Fox phoned one of his star chefs, Michael Stebner, 40, an Arizona native who had spent a large part of his career cooking in San Diego. Stebner was known for his knowledge of seasonal ingredients and commitment to sourcing fresh produce from local farms.

The story goes that on one of Stebner’s visits to Weil’s home, Weil took out a glass of sea buckthorn juice, an extremely sour shrub that grows on the beaches and desert sands of Europe and Asia, and asked Stebner to whip something up.

The result: Orange vanilla sea buckthorn sorbet. Weil was enamored.

“It’s just kind of a synergistic formulation between the three of us, and really has blossomed from there into what we have today,” Stebner says.

“We weren’t going to let the ‘be healthy’ get in the way of us having rich flavors. And what we really discovered was, if you start with really good-quality ingredients that are in season, you don’t have to add a bunch of unhealthy stuff to make it taste good.”

Many of the items on the menu at True Food Kitchen in Phoenix look like they could be at Wildflower in Tucson or one of Fox’s other restaurants: miso glazed black cod with bok choy and Asian mushrooms, red chili shrimp with sesame noodles and gai lan, butternut squash pizza.

Like Weil’s new cookbook, “True Food,” the menu draws from the flavors of Asia and the Mediterranean, where nutrient-rich olive oil and miso paste are more common than butter. Aside from the option to add grass-fed steak to your street tacos (Fox’s suggestion), there is little meat on the menu.

And it has been hugely successful. The two Phoenix-area locations have been packed since opening night, with many customers frequenting several times a week. There are seven True Food locations today, and the team plans to open up a total of 20 stores throughout the country in the next few years.

And although Weil begrudgingly admits they need to focus on larger markets for now, he says Tucson will be store number 21.

But to Weil, Stebner and a growing number of Americans, True Food is more than a restaurant, it’s a lifestyle choice.

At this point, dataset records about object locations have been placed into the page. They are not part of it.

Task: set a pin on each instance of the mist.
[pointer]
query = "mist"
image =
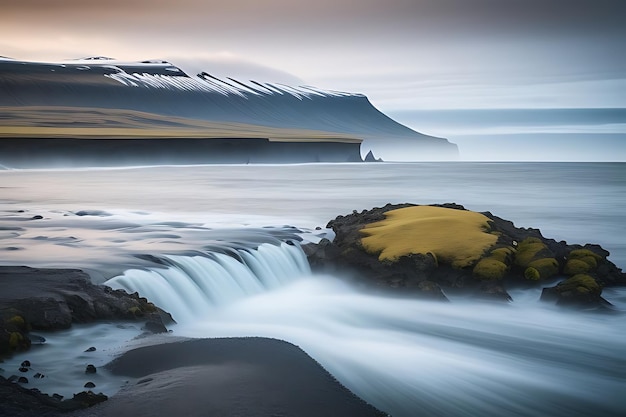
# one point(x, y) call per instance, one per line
point(565, 135)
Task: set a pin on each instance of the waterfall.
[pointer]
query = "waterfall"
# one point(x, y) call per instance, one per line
point(190, 286)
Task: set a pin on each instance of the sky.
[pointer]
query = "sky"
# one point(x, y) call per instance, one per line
point(403, 54)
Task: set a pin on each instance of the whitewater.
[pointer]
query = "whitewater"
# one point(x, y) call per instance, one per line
point(219, 248)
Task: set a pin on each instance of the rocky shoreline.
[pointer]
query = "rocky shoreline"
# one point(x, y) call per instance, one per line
point(417, 251)
point(53, 299)
point(515, 257)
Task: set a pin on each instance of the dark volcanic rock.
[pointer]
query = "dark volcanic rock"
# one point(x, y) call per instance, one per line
point(519, 257)
point(51, 299)
point(18, 401)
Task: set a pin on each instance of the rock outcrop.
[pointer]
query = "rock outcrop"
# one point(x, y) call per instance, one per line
point(426, 250)
point(52, 299)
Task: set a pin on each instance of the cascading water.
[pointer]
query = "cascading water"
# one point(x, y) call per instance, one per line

Weil’s newest project is working with the team at University of Arizona Medical Center to develop a healthy menu for inpatient meals and the cafeteria, thankfully putting his stellar tomato and spaghetti squash casserole into the mix.

When Stebner isn’t working the line or overseeing the opening of a new restaurant, he cooks simple dinners from his home garden.

“I like working in those parameters where I can’t just throw butter at something because it doesn’t taste right. I have to think a bit outside of the box. And it really gets my creative juices flowing,” Stebner said. “I don’t get a lot of freedom or joy out of cooking that way anymore. So I need to cook this way.”